New predictive model distinguishes indolent SM from advanced SM

The model may help guide care across practice settings.

A new model accurately distinguished between indolent systemic mastocytosis (SM) and advanced SM using blood sample parameters, according to a recent abstract of an analysis presented at the American Society of Hematology’s Annual Meeting and Exposition.

“To help guide care across practice settings and to minimize procedural diagnostic interventions that can have potential side effects, we developed a predictive model aiming to accurately classify ISM vs AdvSM based on objective, easily assessed, and broadly available laboratory and clinical parameters,” the researchers said.

Nonadvanced SM comprises the indolent SM and smoldering SM subtypes. Advanced SM includes aggressive SM, SM with an associated hematologic neoplasm and mast cell leukemia.

SM is a complex disease with several clinical subtypes. Both indolent and advanced subtypes can present with symptoms associated with excessive mast cell activation, which can significantly limit daily activities and affect quality of life. 

Read more about SM testing and diagnosis

The key difference between the two subtypes: Patients with indolent SM have a normal life expectancy, while advanced  SM is associated with organ infiltration and damage, with a significant effect on survival.
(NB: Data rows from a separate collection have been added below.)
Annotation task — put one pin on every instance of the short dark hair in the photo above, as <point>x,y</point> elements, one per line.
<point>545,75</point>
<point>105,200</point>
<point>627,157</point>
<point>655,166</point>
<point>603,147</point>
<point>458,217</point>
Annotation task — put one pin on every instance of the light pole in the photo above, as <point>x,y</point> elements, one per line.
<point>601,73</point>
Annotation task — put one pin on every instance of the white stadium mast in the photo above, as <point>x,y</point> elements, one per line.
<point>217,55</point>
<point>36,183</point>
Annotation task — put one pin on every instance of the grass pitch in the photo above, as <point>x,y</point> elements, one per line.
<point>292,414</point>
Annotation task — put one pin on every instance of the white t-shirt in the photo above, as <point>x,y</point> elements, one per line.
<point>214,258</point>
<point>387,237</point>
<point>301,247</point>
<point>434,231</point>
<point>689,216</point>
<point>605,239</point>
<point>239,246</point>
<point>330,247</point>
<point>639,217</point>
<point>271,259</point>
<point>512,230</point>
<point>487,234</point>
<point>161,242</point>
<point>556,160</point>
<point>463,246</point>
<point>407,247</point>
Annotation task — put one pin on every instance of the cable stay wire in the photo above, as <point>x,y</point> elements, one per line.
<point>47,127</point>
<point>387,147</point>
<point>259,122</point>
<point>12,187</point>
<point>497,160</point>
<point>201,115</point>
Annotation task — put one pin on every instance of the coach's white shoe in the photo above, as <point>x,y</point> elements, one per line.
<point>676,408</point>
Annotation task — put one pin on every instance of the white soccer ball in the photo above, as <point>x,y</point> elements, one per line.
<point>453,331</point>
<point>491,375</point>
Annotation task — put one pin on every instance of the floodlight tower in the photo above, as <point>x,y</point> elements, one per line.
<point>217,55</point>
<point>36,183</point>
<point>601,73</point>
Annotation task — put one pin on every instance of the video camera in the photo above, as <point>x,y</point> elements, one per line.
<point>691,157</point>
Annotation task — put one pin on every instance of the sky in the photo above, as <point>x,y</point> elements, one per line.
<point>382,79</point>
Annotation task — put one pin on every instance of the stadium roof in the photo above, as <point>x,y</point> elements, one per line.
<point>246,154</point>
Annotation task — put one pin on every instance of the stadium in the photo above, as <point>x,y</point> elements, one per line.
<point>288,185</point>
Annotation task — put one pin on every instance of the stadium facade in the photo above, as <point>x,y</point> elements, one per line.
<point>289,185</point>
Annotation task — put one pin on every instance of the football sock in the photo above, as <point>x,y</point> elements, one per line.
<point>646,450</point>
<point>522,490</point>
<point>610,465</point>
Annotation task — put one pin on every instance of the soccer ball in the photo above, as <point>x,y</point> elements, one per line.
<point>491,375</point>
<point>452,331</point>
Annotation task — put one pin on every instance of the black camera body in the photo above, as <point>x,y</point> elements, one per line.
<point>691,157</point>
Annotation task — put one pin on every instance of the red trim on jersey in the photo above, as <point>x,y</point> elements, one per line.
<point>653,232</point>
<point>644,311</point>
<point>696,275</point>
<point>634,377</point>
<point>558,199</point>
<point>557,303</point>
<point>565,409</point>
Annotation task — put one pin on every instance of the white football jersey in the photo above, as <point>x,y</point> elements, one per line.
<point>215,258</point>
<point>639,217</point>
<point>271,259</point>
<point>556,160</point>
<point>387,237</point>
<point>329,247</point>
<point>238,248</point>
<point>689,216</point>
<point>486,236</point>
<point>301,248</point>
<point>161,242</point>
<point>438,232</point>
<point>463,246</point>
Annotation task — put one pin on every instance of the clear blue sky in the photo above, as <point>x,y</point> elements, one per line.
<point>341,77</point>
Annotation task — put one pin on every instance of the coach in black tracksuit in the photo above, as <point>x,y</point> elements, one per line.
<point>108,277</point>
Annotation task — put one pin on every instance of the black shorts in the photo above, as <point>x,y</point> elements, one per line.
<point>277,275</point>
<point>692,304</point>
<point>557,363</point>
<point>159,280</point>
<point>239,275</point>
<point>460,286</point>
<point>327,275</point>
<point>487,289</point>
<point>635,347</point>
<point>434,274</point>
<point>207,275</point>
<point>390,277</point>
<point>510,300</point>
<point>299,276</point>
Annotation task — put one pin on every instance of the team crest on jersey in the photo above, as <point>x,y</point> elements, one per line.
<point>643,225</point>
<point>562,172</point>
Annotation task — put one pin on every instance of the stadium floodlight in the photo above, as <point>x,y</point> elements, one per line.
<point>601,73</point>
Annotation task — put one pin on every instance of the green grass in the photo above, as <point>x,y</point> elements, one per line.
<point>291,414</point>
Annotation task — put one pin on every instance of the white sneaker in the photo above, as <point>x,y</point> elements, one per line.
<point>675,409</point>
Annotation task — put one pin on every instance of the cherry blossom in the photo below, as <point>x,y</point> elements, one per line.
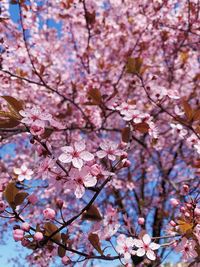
<point>109,149</point>
<point>76,154</point>
<point>145,246</point>
<point>79,179</point>
<point>23,173</point>
<point>186,247</point>
<point>125,246</point>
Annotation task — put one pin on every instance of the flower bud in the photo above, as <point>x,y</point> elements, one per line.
<point>197,211</point>
<point>65,260</point>
<point>49,214</point>
<point>172,223</point>
<point>174,202</point>
<point>38,236</point>
<point>18,234</point>
<point>33,199</point>
<point>59,203</point>
<point>2,206</point>
<point>25,226</point>
<point>141,221</point>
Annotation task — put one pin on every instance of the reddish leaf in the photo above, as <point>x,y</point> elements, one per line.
<point>94,240</point>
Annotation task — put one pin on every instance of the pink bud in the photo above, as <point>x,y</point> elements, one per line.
<point>141,221</point>
<point>172,223</point>
<point>38,236</point>
<point>187,214</point>
<point>49,214</point>
<point>33,199</point>
<point>95,169</point>
<point>2,206</point>
<point>174,202</point>
<point>18,234</point>
<point>197,211</point>
<point>126,163</point>
<point>59,203</point>
<point>182,209</point>
<point>65,260</point>
<point>25,226</point>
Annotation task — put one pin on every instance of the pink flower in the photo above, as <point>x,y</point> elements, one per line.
<point>2,206</point>
<point>32,199</point>
<point>18,234</point>
<point>23,173</point>
<point>25,226</point>
<point>49,214</point>
<point>34,115</point>
<point>186,247</point>
<point>125,246</point>
<point>81,179</point>
<point>109,149</point>
<point>146,247</point>
<point>75,154</point>
<point>38,236</point>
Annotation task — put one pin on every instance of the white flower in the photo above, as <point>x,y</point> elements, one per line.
<point>145,246</point>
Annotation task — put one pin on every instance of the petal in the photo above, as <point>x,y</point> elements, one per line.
<point>17,171</point>
<point>151,255</point>
<point>146,239</point>
<point>77,163</point>
<point>138,243</point>
<point>140,252</point>
<point>129,242</point>
<point>79,192</point>
<point>154,246</point>
<point>101,154</point>
<point>127,256</point>
<point>111,157</point>
<point>87,156</point>
<point>67,149</point>
<point>79,146</point>
<point>65,158</point>
<point>89,181</point>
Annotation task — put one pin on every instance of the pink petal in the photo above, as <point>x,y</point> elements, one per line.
<point>67,149</point>
<point>140,252</point>
<point>151,255</point>
<point>65,158</point>
<point>146,239</point>
<point>77,163</point>
<point>87,156</point>
<point>154,246</point>
<point>79,146</point>
<point>79,192</point>
<point>101,154</point>
<point>138,243</point>
<point>90,181</point>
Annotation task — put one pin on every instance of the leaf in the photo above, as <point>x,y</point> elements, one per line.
<point>126,134</point>
<point>61,252</point>
<point>94,240</point>
<point>9,193</point>
<point>134,65</point>
<point>20,197</point>
<point>51,228</point>
<point>184,226</point>
<point>142,127</point>
<point>95,95</point>
<point>92,214</point>
<point>14,103</point>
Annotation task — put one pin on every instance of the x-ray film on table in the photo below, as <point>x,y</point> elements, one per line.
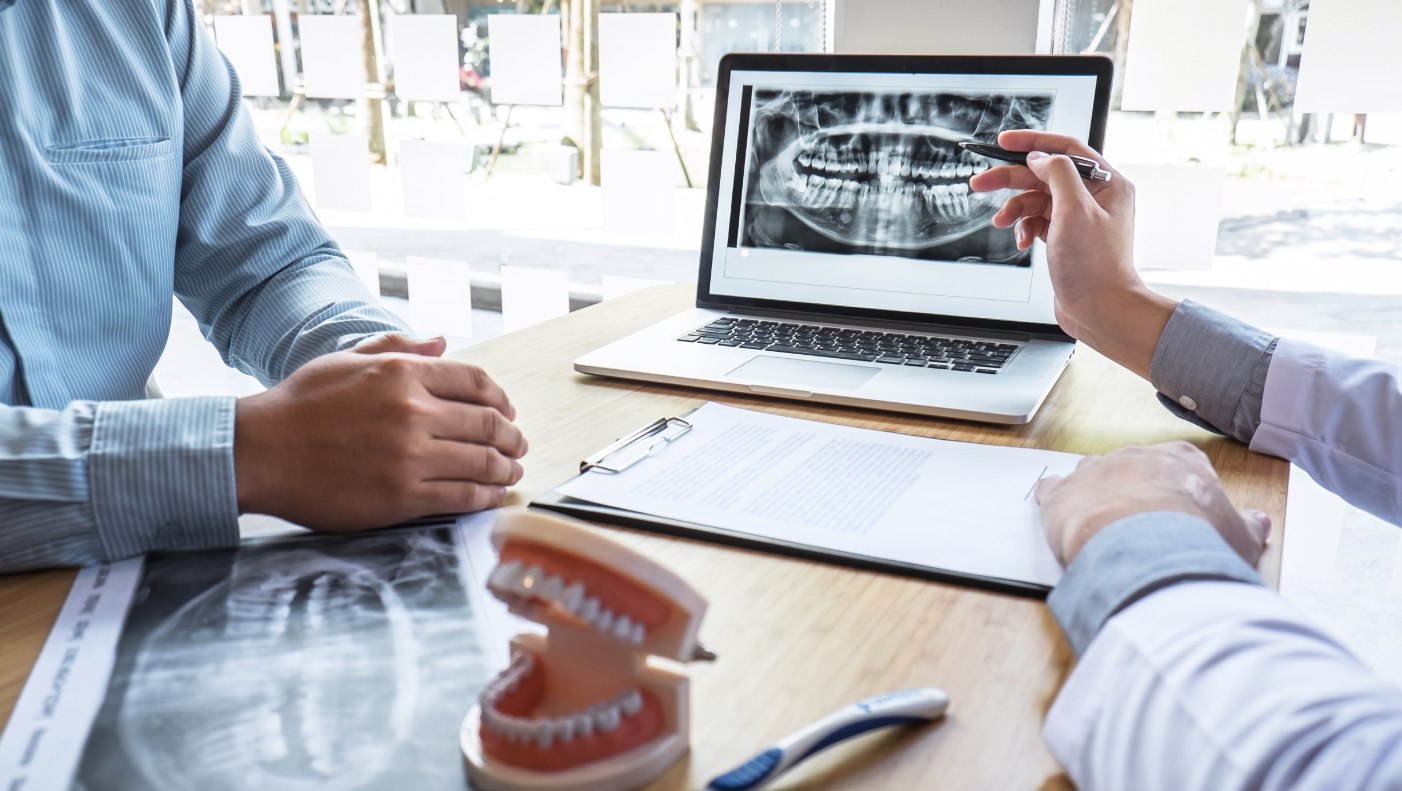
<point>879,173</point>
<point>316,662</point>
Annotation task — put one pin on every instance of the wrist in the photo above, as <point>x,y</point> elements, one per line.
<point>251,473</point>
<point>1127,326</point>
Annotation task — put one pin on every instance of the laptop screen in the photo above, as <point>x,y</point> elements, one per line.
<point>846,188</point>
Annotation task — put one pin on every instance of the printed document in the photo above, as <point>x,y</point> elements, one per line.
<point>948,505</point>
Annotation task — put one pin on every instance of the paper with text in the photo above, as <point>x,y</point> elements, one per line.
<point>947,505</point>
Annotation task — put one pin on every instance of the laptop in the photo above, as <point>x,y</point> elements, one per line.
<point>844,258</point>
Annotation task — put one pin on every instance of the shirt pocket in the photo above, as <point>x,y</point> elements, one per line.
<point>110,150</point>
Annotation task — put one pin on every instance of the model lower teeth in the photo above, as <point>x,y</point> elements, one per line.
<point>515,579</point>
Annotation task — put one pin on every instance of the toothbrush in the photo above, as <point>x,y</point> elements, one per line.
<point>903,707</point>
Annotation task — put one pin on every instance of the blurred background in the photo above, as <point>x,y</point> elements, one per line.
<point>488,164</point>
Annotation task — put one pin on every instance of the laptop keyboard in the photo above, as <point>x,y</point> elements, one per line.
<point>846,344</point>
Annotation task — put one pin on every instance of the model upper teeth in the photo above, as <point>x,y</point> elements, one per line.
<point>512,579</point>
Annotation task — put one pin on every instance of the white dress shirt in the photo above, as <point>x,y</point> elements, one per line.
<point>1192,675</point>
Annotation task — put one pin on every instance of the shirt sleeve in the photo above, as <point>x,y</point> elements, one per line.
<point>1220,685</point>
<point>1134,557</point>
<point>253,264</point>
<point>100,481</point>
<point>1210,369</point>
<point>1339,420</point>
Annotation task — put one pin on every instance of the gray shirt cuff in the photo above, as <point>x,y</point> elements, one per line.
<point>1210,369</point>
<point>1134,557</point>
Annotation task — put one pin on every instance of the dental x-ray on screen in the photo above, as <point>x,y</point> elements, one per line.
<point>879,171</point>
The authors collected data from more than 400 patients with SM participating in SM clinical trials such as PATHFINDER and EXPLORER. Of them, 261 patients had indolent SM, and 176 patients had various forms of advanced SM. 

Researchers fed a forest algorithm various demographic parameters, including age, sex and country of origin, as well as clinical parameters such as the presence of intra-abdominal fluid (ascites), enlarged spleen (splenomegaly) and pleural effusion.

They also introduced laboratory data such as liver enzymes, albumin, alkaline phosphatase, basophil count, eosinophil count, hemoglobin, white blood cell (WBC) count and platelet count. 

The algorithm produced various models to distinguish patients with indolent SM and advanced SM. Model 1 showed an excellent discriminative ability with an area under the curve (AUC) of 0.97. Statistically speaking, the closer the AUC is to 1, the greater the predictive value of a clinical tool. Model 2 also had an excellent predictive ability, with an AUC of 0.95.

Model 1 relied on age, platelets, absolute monocyte count, hemoglobin, alkaline phosphatase, tryptase and total bilirubin. Model 2 used pleural effusion, ascites, hemoglobin, absolute neutrophil count and platelets.

Model 1 misclassified 31 patients; model 2 misclassified 33 patients. The authors pointed out that misclassified patients had several high-risk characteristics. “Patients aberrantly classified by these models may identify current limitations in our understanding of SM biology,” the authors said.